Eine für Sie be­son­ders wich­ti­ge Fi­gur in der Oper ist der Ker­ker­meis­ter Roc­co – ein klas­si­scher Mit­läu­fer, der an­fangs auf der Sei­te des Des­po­ten Pi­zar­ro steht. Was weckt Ihr In­ter­es­se an ihm?

Er ist die ein­zi­ge Fi­gur, die ei­ne ech­te Ent­wick­lung von ih­rem ers­ten bis zum letz­ten Auf­tritt durch­macht. Und das ist für mich das Span­nen­de an ihm. Er be­ginnt als klei­ner, op­por­tu­nis­ti­scher Wurm – an­ders kann man es nicht sa­gen –, als ei­ner, der zu­tiefst bie­der ist und un­ter dem Ein­fluss des Gou­ver­neurs Don Pi­zar­ro steht. Im Lau­fe der Hand­lung wen­det er sich aber im­mer mehr dem Ein­fluss Le­o­no­res zu und wech­selt die Sei­te. Er wird im­mer selbst­stän­di­ger, be­ginnt plötz­lich Din­ge zu hin­ter­fra­gen. Er will wis­sen, war­um die Ge­fan­ge­nen oh­ne Grund weg­ge­sperrt wer­den, war­um er dem ge­fan­ge­nen Flo­re­stan nichts zu trin­ken ge­ben soll, war­um er sich für al­les ein­span­nen las­sen soll – so­gar für ei­nen Mord.

Und am En­de der Oper macht er et­was, das der Roc­co des ers­ten Ak­tes nie­mals ge­tan hät­te: Er fährt dem höchs­ten Po­li­ti­ker, dem vom Kö­nig ge­sand­ten Don Fer­nan­do, mit den Wor­ten »Woh­lan, so hel­fet! Helft den Ar­men!« über den Mund. Ein wun­der­schö­ner Mo­ment!

Das ist üb­ri­gens, den­ke ich, die Bot­schaft des Fi­de­lio: Man muss nicht ein Held sein. Wir al­le sind – und da darf sich kei­ner von uns aus­neh­men – auf ir­gend­ei­ne Wei­se Mit­läu­fer. Aber wir kön­nen uns ent­schei­den, wel­chem Ein­fluss wir uns zu­wen­den. Und ge­nau das macht Roc­co. Er wen­det sich dem Gu­ten zu.

Der fi­na­le, eu­pho­ri­sche Schluss­ju­bel – ist dem zu trau­en? Oder wird da letzt­lich wie­der et­was von oben ver­ord­net?

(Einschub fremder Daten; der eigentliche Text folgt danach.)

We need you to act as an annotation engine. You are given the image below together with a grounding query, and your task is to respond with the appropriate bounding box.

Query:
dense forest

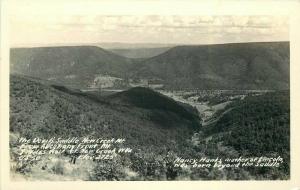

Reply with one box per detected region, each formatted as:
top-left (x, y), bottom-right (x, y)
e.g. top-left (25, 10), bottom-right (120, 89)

top-left (10, 75), bottom-right (290, 180)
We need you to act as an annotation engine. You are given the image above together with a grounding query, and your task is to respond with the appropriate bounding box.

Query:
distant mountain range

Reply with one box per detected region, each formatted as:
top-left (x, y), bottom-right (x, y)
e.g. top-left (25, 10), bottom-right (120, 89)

top-left (11, 42), bottom-right (290, 89)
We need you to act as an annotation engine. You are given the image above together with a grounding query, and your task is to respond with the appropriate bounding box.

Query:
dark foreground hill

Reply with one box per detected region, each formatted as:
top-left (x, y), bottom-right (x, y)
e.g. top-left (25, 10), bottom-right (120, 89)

top-left (135, 42), bottom-right (290, 89)
top-left (10, 75), bottom-right (200, 143)
top-left (10, 75), bottom-right (289, 180)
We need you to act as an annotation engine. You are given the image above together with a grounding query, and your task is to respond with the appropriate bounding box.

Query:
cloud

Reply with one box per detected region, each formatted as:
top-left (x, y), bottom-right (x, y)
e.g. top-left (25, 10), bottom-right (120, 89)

top-left (10, 14), bottom-right (289, 44)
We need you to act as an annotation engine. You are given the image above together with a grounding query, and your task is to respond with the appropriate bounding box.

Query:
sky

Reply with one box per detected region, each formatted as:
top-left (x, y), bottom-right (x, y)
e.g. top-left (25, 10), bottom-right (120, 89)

top-left (9, 0), bottom-right (289, 46)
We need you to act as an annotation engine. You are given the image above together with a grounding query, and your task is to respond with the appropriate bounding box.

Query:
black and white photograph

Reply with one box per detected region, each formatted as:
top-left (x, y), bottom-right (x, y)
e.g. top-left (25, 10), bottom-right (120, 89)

top-left (0, 2), bottom-right (300, 189)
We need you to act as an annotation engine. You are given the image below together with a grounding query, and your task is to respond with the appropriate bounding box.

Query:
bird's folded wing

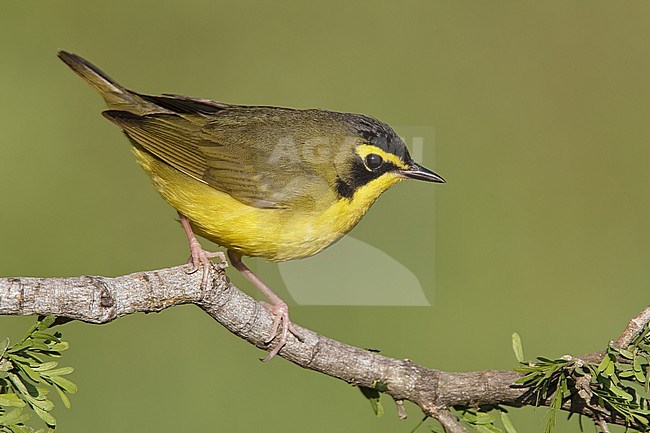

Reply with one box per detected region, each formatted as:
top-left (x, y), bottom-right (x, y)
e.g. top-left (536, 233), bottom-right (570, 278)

top-left (104, 109), bottom-right (328, 208)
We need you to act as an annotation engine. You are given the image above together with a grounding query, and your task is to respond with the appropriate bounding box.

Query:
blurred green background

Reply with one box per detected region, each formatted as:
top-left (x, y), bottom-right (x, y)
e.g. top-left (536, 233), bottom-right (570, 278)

top-left (0, 0), bottom-right (650, 433)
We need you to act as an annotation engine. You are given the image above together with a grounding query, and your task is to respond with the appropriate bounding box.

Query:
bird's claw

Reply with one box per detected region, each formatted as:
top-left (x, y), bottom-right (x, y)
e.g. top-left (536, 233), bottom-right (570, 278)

top-left (187, 239), bottom-right (228, 289)
top-left (262, 301), bottom-right (303, 362)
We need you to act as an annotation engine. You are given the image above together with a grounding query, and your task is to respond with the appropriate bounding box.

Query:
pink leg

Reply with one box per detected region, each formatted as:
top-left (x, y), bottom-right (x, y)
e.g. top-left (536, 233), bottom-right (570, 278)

top-left (178, 212), bottom-right (228, 289)
top-left (228, 250), bottom-right (301, 362)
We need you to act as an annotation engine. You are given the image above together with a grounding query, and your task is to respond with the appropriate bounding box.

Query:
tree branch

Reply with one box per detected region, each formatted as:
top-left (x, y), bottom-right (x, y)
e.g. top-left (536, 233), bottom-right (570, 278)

top-left (0, 266), bottom-right (650, 433)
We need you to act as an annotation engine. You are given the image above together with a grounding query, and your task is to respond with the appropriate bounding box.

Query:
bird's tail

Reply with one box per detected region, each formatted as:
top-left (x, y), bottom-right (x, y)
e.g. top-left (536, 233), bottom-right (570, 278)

top-left (59, 51), bottom-right (148, 109)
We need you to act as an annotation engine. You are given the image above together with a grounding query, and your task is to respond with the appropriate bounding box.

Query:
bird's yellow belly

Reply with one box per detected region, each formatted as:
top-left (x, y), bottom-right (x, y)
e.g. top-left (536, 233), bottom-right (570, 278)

top-left (133, 148), bottom-right (398, 261)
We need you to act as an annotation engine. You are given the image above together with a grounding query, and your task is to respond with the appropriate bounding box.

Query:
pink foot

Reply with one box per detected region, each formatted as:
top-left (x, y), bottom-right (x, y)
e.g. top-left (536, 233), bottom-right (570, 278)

top-left (262, 301), bottom-right (303, 362)
top-left (187, 235), bottom-right (228, 289)
top-left (178, 212), bottom-right (228, 290)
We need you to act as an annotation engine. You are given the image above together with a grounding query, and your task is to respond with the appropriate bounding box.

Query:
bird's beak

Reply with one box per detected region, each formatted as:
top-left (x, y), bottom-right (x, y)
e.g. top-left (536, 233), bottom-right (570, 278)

top-left (399, 162), bottom-right (445, 183)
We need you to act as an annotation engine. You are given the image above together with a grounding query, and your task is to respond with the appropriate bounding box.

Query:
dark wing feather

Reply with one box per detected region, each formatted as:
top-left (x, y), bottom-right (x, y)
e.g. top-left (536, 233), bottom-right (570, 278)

top-left (104, 105), bottom-right (332, 208)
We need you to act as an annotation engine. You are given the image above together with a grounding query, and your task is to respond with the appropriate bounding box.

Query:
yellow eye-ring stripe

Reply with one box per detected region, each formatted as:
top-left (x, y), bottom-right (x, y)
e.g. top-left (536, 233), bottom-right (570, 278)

top-left (355, 144), bottom-right (408, 170)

Ich glau­be, dass die Zei­ten vor­bei sind, in de­nen man ein sol­ches Fi­na­le ne­ga­tiv, al­so von oben ver­ord­net, le­sen soll­te. Wenn man sich die The­a­ter­ge­schich­te an­schaut, merkt man ei­nes: Sind die Zei­ten gut, dann macht man ger­ne dys­to­pi­sches The­a­ter. Wenn die Zei­ten selbst aber im­mer dys­to­pi­scher wer­den – und das kann man heu­te lei­der nicht ver­leug­nen –, dann muss man Kunst schaf­fen, die hilft, mu­tig zu sein.

Der gro­ße The­a­ter­ma­cher Mi­cha­el Vo­gel hat ein­mal ei­nen schö­nen und un­glaub­lich wich­ti­gen Satz ge­sagt: »Mein Wunsch ist es, dass die Leu­te nach ei­ner Vor­stel­lung ein klei­nes biss­chen mu­ti­ger aus dem The­a­ter hin­aus­ge­hen, als sie ge­kom­men sind.« Ich den­ke, der Fi­de­lio ist ge­nau so ge­meint. Und da­her muss man die mu­ti­ge Ret­tungs­tat, die Le­o­no­re be­gan­gen hat, auch in ei­ner ent­spre­chen­den – al­so eu­pho­ri­schen – Art und Wei­se wür­di­gen.

Dass dies in der Oper so nach­drück­lich ge­schieht, das ist auch dem Cha­rak­ter Beet­ho­vens ge­schul­det.

In wel­cher Zeit wird Ih­re In­sze­nie­rung spie­len – Ver­gan­gen­heit, Ge­gen­wart, Zu­kunft? Oder in ei­ner nicht nä­her de­fi­nier­ten Zeit­lo­sig­keit?

Ich möch­te kei­nen Fi­de­lio mehr se­hen, der et­wa an der deutsch-deut­schen Gren­ze spielt – al­so ei­ne Pro­duk­ti­on, die ei­ne ganz kon­kre­te po­li­ti­sche oder ge­sell­schaft­li­che Si­tua­ti­on er­zählt. Der Fi­de­lio funk­tio­niert mei­ner Mei­nung nach nur, wenn er all­ge­mein ge­hal­ten ist. Man muss ihn als ein Mär­chen be­grei­fen, als ei­ne Fa­bel.

Wenn man das Werk zeit­lich und geo­gra­fisch zu kon­kret ver­or­tet, ver­liert es an Be­deu­tung. Ab­ge­se­hen da­von läuft man zu­sätz­lich Ge­fahr, dass die Pro­duk­ti­on ästhe­tisch nach we­ni­gen Jah­ren ver­al­tet ist.

Wenn Fi­de­lio ei­ne Fa­bel ist – wol­len Sie das Werk be­wusst in scharf ab­ge­grenz­ten Schwarz-Weiß-Tö­nen hal­ten? Al­so – ab­ge­se­hen von Roc­co – ein we­nig ka­te­go­ri­sie­ren: Das sind die Bö­sen, das sind die Gu­ten?

Na­tür­lich, es sind ja al­les Ar­che­ty­pen – auch Roc­co. Das sind sie im Li­bret­to, und als sol­che sind sie auch in der Mu­sik ganz klar de­fi­niert: Man kann hö­ren, wie Roc­co tickt, wie Mar­zel­li­ne ist, was Flo­re­stan und Le­o­no­re aus­macht. Wir tref­fen auf letzt­lich scha­blo­nen­haf­te Cha­rak­te­re und kei­ne – wie et­wa bei Mo­zart – hoch aus­psy­cho­lo­gi­sier­te, sehr kom­ple­xe Fi­gu­ren.

Nein, hier ist al­les sehr klar, fast holz­schnitt­ar­tig. Was aber auch den Reiz des Wer­kes aus­macht!